1

I'm trying to break up a string into "symbols" with C++ for further work. I haven't written anything in C++ for a long while, so forgive me if there is something inherently wrong with this code.

The purpose of the symbolize() function below is to break up a string, such as "5+5", into a vector of strings, eg {"5","+","5"}. It's not working. If you think the code is too messy, please suggest a way to simplify it.

Here's my code so far:

#include <iostream>
#include <string>
#include <vector>
#include <ctype.h>
#include <sstream>

using namespace std;

vector<string> symbolize(string);

int main(int argc, const char * argv[])
{

    string input;
    cin >> input;

    vector<string> symbols;

    symbols = symbolize(input);

    for(int i=0;i<symbols.size();i++){
        cout<<symbols.at(i) << endl;
    }

    return 0;
}


vector<string> symbolize(string input){
    int position = 0;
    char c;
    stringstream s;
    vector<string> symbols;
    enum symbolType {TEXT,OPERATOR}symbolType,charType;

    while(position < input.size()){
        c = input.at(position);
        if(isalnum(c))symbolType = TEXT;
        else symbolType = OPERATOR;
        charType = symbolType;

        while(symbolType == charType){
            s << c;
            position++;
            if(position>=input.length())break;
            c = input.at(position);
            if(isalnum(c)) charType = TEXT;
            else charType = OPERATOR;
        }

        symbols.push_back(s.str());
        s.clear();
    }

    return symbols;
}

Thanks for taking a look.

Edit: BTW, I should mention that the function returns the fist "token", eg "5+5" -> "5"

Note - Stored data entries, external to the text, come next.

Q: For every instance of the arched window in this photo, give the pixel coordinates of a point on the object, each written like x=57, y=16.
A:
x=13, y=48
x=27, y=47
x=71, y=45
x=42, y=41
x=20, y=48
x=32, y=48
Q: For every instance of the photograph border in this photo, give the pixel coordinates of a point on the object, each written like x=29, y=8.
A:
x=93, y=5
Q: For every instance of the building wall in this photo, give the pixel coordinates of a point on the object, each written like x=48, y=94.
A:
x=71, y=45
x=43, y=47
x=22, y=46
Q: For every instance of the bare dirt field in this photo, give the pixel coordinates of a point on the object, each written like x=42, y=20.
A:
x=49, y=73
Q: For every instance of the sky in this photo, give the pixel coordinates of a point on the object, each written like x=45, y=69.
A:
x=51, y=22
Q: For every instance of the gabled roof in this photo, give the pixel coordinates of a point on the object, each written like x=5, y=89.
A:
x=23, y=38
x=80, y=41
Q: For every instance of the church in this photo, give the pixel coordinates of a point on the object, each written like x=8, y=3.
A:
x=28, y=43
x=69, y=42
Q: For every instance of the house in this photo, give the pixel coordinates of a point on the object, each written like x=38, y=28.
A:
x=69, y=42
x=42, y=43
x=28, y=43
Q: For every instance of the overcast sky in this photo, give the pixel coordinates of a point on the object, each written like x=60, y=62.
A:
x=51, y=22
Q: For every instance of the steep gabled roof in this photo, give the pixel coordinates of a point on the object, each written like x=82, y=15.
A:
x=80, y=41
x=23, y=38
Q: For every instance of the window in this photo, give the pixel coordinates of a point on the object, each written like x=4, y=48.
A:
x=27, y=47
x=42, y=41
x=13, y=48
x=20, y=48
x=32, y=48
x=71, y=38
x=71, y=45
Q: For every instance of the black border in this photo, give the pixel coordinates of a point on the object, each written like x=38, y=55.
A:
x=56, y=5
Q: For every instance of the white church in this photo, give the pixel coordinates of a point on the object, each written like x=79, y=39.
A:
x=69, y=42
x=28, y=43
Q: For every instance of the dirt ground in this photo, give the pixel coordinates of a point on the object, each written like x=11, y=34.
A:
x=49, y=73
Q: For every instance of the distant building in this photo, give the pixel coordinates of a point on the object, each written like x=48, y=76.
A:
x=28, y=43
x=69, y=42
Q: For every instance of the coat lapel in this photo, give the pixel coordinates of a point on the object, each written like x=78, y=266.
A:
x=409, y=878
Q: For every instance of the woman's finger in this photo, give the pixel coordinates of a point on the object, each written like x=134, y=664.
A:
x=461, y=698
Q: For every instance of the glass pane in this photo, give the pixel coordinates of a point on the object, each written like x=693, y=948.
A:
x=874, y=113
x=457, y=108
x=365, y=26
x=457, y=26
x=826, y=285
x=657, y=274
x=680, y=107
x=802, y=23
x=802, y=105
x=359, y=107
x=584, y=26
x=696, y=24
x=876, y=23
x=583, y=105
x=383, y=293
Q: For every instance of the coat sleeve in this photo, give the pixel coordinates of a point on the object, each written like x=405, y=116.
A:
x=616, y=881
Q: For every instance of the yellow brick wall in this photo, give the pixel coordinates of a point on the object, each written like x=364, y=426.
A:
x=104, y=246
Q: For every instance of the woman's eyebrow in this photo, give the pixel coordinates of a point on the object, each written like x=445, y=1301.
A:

Edit2: I was mistaken. I just tried "5+5", and it returned {"5","5+","5+5"}. However, it only returns the first before a space. Sorry for the confusion!

Edit3: Thank you all! For those who may come across this page in the future, here's the code when everything's said and done:

#include <iostream>
#include <string>
#include <vector>
#include <ctype.h>
#include <sstream>

using namespace std;

vector<string> symbolize(string);

int main(int argc, const char * argv[])
{

    string input;
    getline(cin,input);

    vector<string> symbols;

    symbols = symbolize(input);

    for(int i=0;i<symbols.size();i++){
        cout<<symbols.at(i) << endl;
    }

    return 0;
}


vector<string> symbolize(string input){
    int position = 0;
    char c;
    //stringstream s;
    vector<string> symbols;
    enum symbolType {TEXT,OPERATOR}symbolType,charType;

    while(position < input.size()){
        stringstream s;
        c = input.at(position);
        if(isalnum(c))symbolType = TEXT;
        else symbolType = OPERATOR;
        charType = symbolType;

        while(symbolType == charType){
            s << c;
            position++;
            if(position>=input.length())break;
            c = input.at(position);
            if (isspace(c)||c=='\n'){position++; break;}
            if(isalnum(c)) charType = TEXT;
            else charType = OPERATOR;
        }

        symbols.push_back(s.str());
    }

    return symbols;
}
  • What is it _supposed_ to return. From your last comment, "it only returns the first before a space", it sounds like your complaint is that "5+5 6+6" only parses up to the space and then stops. If so, that's because you're only doing "cin >> input" once, and that reads up to whitespace. – abarnert Apr 27 '12 at 22:24
  • Should there be a test for whitespace? The logic assumes anything not alphanumeric is an operator. – wallyk Apr 27 '12 at 22:25
  • @abarnert Yes that was my original problem. What other way can I use to include the spaces? –  Apr 27 '12 at 22:26
  • 1
    Alternatively, if you wanted "5", "+", and "5" instead of "5", "5+", and "5+5", the problem is that stringstream.clear() doesn't do you what you appear to think it does. It clears the stream error flags. If you want to wipe out the whole thing each time through the loop, the simplest way to do it is to move the variable into the outer while loop. – abarnert Apr 27 '12 at 22:27
  • @wallyk I used the name "operator" because I couldn't think of a better term. But, yes it's not just for operators. –  Apr 27 '12 at 22:27
  • @Hassan: Well, if you want to read to the end of the line instead of the first space, use cin.getline. Is that what you want? Or do you want to read to EOF? or…? – abarnert Apr 27 '12 at 22:28
  • @abarnert Yes that is what I want. Also, you were right, I did assume that `s.clear()` would clear the stringstream. –  Apr 27 '12 at 22:29
  • @Hassan: Yes, _which_ of those is what you want? To read until end of line, end of file, or something else? Also, is a space supposed to be a delimiter between tokens, an operator, or text? – abarnert Apr 27 '12 at 22:31
  • @abarnert To read to the end of a line. Why don't you answer, since you were very early to comment. –  Apr 27 '12 at 22:32
  • @abarnert A space is simply a delimiter, I want to ignore them. –  Apr 27 '12 at 22:35

3 Answers3

3

stringstream::clear doesn't clear the string buffer (only the error state).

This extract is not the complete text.